Jim Huang has been in the bookselling business for 20 years. He is well-respected in the mystery community.

So if you are interested in mysteries, or even just publishing, you must read his interesting post about publishing, where he says many publishers are having one-night stands with authors, when the rest of the mystery world prefers stable, long-term relationships.

Here’s part of the column. You’ll just need to click right here to read more:

“There's a level of NY publishing that's both crazy and impervious to change: the top of the market, the relentless and idiotic throwing of big money after "hot" commercial properties that lack pedigree. These are the first novels that get six- (seven-?) figure advances, the high-concept thrillers and suspense novels that publishers try to bully into the marketplace with big marketing campaigns that more often than not are doomed to failure -- in the sense of being a building block in an author's long-term career.

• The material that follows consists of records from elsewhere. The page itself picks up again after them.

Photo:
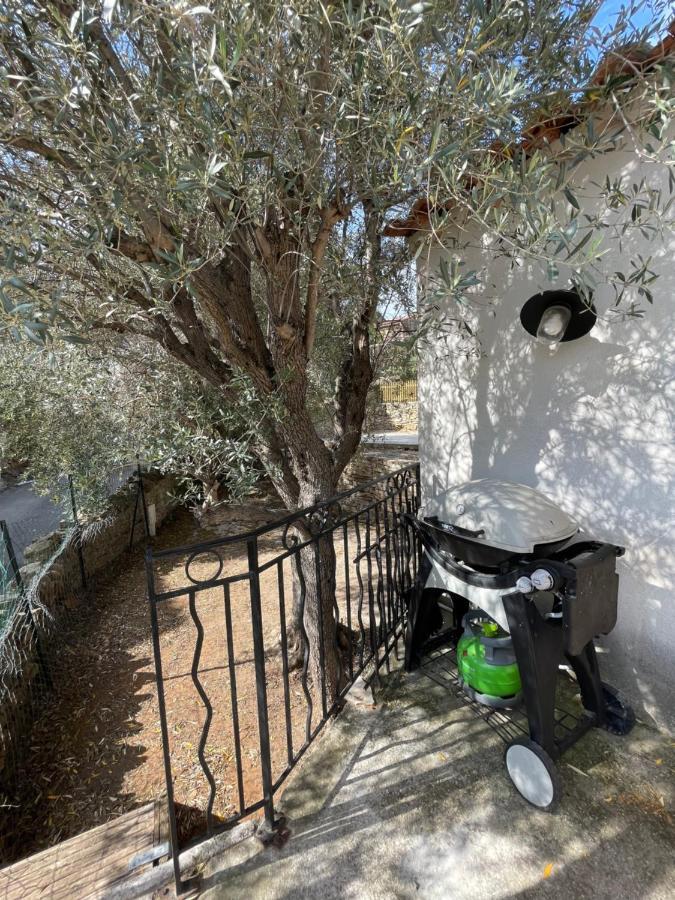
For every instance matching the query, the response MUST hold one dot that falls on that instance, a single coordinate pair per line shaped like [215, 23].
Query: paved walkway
[28, 515]
[411, 799]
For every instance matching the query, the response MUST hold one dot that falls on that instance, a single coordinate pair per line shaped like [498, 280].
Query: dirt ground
[96, 751]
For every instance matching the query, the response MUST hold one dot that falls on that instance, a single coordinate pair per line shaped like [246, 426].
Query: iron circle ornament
[202, 555]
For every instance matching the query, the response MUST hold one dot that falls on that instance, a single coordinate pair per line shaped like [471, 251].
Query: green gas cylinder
[486, 662]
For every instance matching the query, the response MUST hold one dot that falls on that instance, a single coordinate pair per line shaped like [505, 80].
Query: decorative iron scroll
[311, 523]
[204, 554]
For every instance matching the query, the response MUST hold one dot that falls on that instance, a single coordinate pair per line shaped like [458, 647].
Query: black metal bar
[371, 600]
[359, 579]
[284, 662]
[78, 532]
[141, 491]
[261, 684]
[322, 647]
[385, 532]
[140, 499]
[133, 520]
[305, 646]
[194, 673]
[382, 624]
[233, 697]
[348, 599]
[181, 886]
[25, 602]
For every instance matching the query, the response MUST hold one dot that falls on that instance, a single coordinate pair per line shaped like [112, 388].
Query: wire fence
[50, 553]
[398, 391]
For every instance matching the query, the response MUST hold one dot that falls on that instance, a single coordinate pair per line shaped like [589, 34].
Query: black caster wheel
[533, 773]
[619, 715]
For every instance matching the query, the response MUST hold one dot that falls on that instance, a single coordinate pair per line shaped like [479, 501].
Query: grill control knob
[542, 580]
[524, 585]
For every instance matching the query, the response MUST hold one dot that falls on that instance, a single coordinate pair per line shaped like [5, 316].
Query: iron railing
[397, 391]
[235, 715]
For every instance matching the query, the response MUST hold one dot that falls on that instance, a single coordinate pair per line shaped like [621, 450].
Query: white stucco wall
[589, 424]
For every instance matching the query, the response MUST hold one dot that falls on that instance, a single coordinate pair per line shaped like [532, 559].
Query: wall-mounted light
[556, 316]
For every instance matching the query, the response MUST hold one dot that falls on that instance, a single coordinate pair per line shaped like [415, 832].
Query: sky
[610, 8]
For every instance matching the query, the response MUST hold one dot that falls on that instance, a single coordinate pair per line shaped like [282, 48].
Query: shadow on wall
[590, 425]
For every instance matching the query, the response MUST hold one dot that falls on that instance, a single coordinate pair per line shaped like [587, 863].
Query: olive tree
[205, 177]
[90, 414]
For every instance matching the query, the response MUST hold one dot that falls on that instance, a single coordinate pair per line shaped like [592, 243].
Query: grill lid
[512, 516]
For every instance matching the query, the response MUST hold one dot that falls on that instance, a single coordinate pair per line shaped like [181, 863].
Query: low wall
[30, 647]
[392, 417]
[369, 464]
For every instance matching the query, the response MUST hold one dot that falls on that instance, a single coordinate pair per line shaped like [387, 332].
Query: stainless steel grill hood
[500, 514]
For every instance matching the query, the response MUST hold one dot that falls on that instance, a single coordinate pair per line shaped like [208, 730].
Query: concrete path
[28, 515]
[411, 800]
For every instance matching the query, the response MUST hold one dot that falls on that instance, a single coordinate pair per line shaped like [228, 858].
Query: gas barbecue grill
[508, 551]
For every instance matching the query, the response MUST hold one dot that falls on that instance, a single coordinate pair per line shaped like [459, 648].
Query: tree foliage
[210, 178]
[92, 415]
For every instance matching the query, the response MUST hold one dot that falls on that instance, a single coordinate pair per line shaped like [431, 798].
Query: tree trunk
[314, 614]
[312, 635]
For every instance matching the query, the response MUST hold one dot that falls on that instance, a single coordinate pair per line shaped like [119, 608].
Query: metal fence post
[140, 497]
[181, 886]
[78, 531]
[260, 684]
[23, 596]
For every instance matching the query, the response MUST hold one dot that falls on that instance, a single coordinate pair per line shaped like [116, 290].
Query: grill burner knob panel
[524, 585]
[542, 580]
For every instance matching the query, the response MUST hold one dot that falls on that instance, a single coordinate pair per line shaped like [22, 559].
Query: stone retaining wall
[32, 645]
[391, 417]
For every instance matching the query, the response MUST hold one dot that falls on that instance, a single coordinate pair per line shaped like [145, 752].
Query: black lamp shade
[583, 313]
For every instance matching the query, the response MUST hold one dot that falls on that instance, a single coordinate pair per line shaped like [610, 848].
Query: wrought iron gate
[235, 716]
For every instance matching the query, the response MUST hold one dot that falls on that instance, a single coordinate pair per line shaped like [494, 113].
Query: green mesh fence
[44, 586]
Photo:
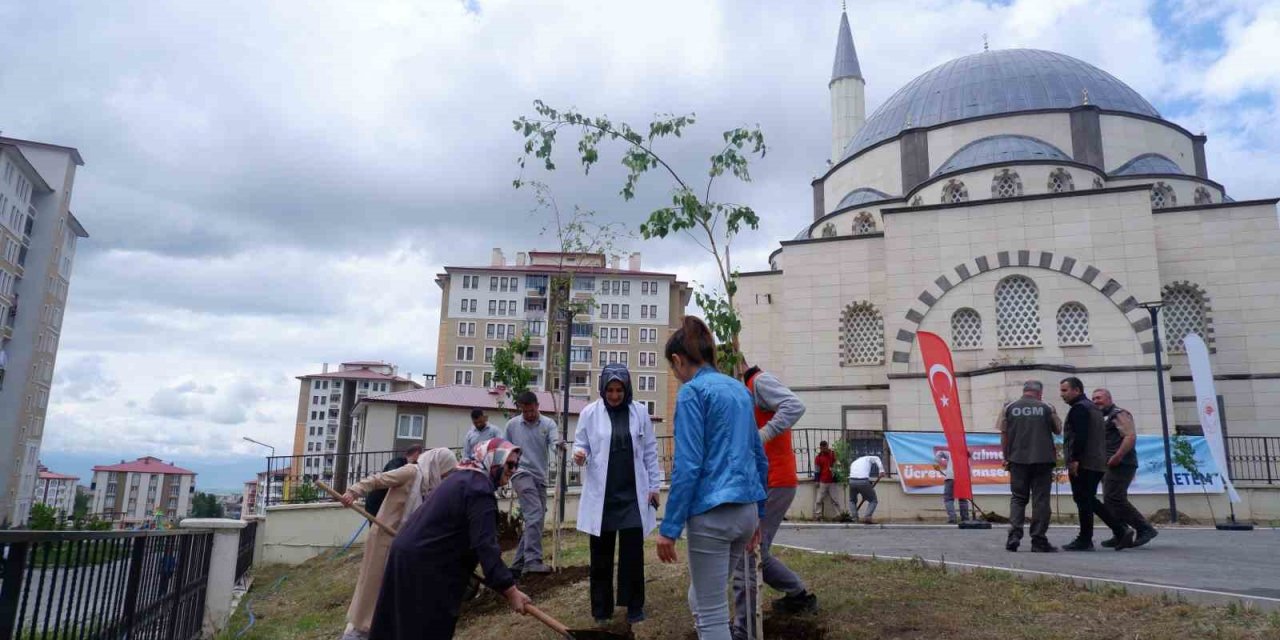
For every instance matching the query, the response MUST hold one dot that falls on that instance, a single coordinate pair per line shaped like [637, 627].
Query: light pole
[1153, 309]
[266, 490]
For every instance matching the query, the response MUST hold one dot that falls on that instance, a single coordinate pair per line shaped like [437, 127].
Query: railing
[1253, 458]
[104, 584]
[245, 551]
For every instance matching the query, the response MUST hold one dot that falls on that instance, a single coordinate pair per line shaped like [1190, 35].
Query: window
[955, 191]
[1073, 324]
[1006, 184]
[1162, 196]
[1184, 314]
[965, 329]
[864, 224]
[410, 428]
[1016, 312]
[862, 336]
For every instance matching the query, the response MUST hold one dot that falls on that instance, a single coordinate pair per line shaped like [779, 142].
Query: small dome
[1000, 149]
[996, 82]
[1148, 164]
[862, 196]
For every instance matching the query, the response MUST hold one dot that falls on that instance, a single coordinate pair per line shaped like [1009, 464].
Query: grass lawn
[859, 599]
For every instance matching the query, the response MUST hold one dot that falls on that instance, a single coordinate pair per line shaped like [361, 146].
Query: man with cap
[1027, 428]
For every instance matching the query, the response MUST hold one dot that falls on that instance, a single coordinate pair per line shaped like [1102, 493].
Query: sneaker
[1125, 540]
[803, 602]
[1144, 536]
[1078, 545]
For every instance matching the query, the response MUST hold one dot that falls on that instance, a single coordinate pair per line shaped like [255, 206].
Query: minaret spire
[848, 90]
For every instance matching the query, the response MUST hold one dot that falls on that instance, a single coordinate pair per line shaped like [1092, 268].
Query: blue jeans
[717, 542]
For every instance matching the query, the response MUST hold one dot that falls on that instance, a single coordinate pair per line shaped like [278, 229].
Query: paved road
[1203, 565]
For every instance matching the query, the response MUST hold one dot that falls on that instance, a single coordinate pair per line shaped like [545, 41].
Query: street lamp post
[266, 490]
[1153, 309]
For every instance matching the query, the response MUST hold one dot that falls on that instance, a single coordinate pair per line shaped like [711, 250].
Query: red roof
[360, 374]
[50, 475]
[146, 465]
[552, 269]
[470, 397]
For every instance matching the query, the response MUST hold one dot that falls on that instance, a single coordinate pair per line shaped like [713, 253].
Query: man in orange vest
[777, 410]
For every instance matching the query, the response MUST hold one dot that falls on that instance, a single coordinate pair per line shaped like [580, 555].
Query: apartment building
[141, 492]
[632, 311]
[56, 490]
[325, 401]
[37, 247]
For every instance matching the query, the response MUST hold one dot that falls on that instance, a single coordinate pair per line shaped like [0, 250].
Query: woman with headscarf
[438, 548]
[620, 492]
[406, 489]
[717, 480]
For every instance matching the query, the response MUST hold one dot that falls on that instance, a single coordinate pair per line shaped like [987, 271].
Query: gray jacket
[771, 394]
[535, 443]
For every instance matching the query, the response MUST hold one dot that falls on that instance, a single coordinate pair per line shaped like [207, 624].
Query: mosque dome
[992, 83]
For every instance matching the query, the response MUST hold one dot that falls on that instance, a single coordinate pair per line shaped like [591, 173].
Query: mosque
[1023, 205]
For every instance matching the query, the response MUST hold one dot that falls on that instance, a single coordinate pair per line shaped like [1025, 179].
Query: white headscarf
[432, 467]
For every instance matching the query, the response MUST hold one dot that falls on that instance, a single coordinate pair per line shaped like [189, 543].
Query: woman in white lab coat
[616, 446]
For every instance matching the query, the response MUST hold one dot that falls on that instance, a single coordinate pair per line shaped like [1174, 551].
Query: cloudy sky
[270, 186]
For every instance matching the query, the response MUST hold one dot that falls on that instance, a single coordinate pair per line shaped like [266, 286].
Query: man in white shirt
[862, 475]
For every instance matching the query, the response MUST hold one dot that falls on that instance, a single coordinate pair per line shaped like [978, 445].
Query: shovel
[529, 608]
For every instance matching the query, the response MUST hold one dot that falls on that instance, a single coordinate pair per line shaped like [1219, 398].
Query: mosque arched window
[1185, 312]
[1073, 324]
[1018, 312]
[864, 224]
[965, 329]
[1006, 184]
[955, 191]
[1162, 196]
[1060, 181]
[862, 336]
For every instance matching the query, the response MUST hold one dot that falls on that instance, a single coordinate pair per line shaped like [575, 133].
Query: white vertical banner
[1206, 406]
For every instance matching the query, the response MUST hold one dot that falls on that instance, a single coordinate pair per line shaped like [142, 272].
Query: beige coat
[378, 544]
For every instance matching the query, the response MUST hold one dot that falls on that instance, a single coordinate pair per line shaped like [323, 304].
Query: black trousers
[1115, 497]
[1029, 483]
[1084, 492]
[630, 572]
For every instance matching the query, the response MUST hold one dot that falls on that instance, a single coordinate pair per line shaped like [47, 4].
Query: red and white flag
[946, 396]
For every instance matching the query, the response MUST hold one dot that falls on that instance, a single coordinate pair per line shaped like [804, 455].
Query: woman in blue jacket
[717, 479]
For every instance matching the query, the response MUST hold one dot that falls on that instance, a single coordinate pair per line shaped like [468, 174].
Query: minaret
[848, 91]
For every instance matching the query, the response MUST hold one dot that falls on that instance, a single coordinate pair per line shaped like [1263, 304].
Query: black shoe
[1144, 536]
[1078, 545]
[803, 602]
[1125, 540]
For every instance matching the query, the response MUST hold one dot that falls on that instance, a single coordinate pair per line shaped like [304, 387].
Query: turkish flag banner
[941, 375]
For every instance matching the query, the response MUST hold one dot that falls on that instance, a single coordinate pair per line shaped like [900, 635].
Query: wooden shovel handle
[360, 510]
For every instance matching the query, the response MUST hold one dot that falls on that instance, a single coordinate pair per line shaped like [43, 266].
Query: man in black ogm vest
[1121, 467]
[1027, 428]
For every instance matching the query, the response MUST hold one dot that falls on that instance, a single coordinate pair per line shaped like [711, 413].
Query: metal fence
[1253, 458]
[103, 584]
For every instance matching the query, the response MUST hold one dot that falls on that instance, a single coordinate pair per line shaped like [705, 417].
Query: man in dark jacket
[1084, 447]
[375, 498]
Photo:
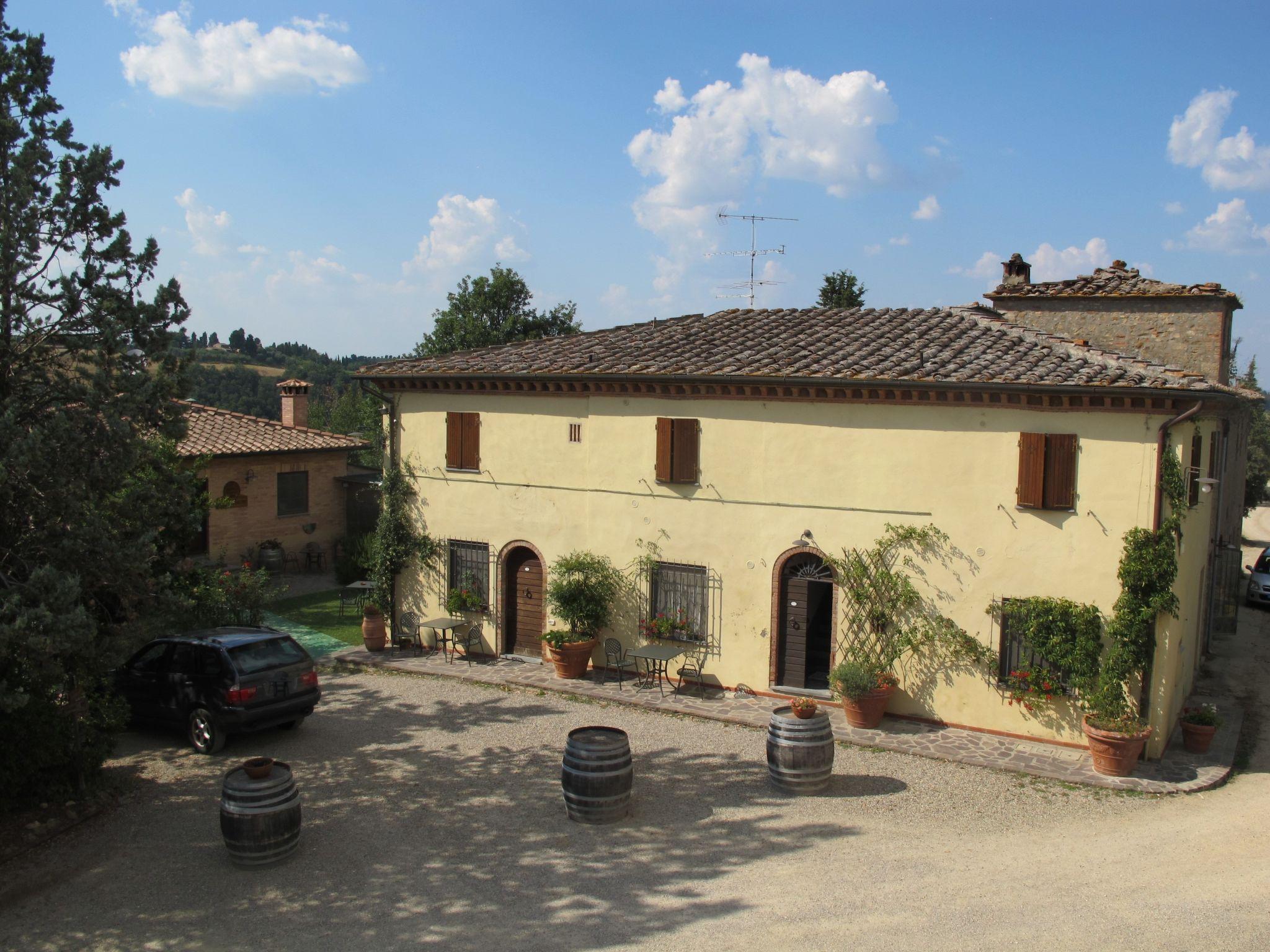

This is roll of the dice publishing, designed only to make a splash without regard to what happens next. Because NY publishers are so bad at this kind of stuff, history is littered with failures -- Douglas Kennedy, Jilliane Hoffman, etc. -- many more failures than successes.

(Given the poor quality of THE THIRTEENTH TALE, I'll be really interested to see what happens to Diane Setterfield. A former B&N CRM who spoke at my store recently said that they sold hundreds of thousands of copies of this book, but it's hard to image that many readers will come back for a more on their own; I think she'll only be successful again with massive publicity and massive discounting -- costly tactics that would undermine the economic case for publishing her a second time.)”

[Full disclosures: hey, I liked Douglas Kennedy’s The Big Picture. And hated The Thirteenth Tale by the end, although others seemed to love it. And Jim gave me a very good review in The Drood Review for my first book, Circles of Confusion.]